Nearly six years ago my cousin and I became pregnant at virtually the same time with our first children. We had been best friends — sisters, almost — since I was adopted into our family when I was six weeks old and she was seven months old. By the time we were married, we had been together through life’s most important moments, from slumber parties in my basement, to those first awkward preteen dances, to the deaths of my mom and her dad of cancer. She was the maid of honor at my wedding, just like I was at hers. So embarking on motherhood together seemed only natural.
When we found out we were pregnant, we starting talking daily, by email and by phone, sharing every detail of that miraculous new experience just like we had shared everything else from the time we were babies.
Mostly we talked about digestion and bladder control.
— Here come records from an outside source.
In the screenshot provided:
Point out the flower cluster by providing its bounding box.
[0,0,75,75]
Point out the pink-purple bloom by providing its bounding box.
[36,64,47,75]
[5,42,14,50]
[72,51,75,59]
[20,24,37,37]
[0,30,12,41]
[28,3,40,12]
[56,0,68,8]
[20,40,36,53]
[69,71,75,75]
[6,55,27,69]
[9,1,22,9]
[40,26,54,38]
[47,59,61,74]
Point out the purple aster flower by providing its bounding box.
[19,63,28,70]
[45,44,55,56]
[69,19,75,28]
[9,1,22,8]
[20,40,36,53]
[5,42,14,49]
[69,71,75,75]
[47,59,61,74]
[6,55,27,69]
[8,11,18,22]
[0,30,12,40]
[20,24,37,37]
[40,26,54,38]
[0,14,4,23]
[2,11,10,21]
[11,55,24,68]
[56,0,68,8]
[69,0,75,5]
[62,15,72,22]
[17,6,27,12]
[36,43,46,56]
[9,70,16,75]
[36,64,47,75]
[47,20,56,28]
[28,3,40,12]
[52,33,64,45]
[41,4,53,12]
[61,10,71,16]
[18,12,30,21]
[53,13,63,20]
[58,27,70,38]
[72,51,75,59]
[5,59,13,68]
We talked a lot about our bellies, gleefully marking their progress as they inflated into cute little bumps, then observing with mutual dismay and trepidation as those bumps began to spread in all directions, taking over our bodies and, in many ways, our identities. When we weren’t focused on the gross underpinnings of pregnancy we touched on the deeper stuff, like the terrible, overwhelming responsibility we were taking on and our dreams for the beautiful, brilliant, powerful girls we hoped to raise.
Our daughters were born 15 hours apart. Mine came in the evening, and hers came the following morning. Our conversations continued, but we stopped talking about our bodies and started talking about our babies. The topic we discussed the most was still digestion, but not our own. We called each other on the phone every single morning between 9:00 and 9:15, and it was because of those phone calls that we made it through our first year of motherhood.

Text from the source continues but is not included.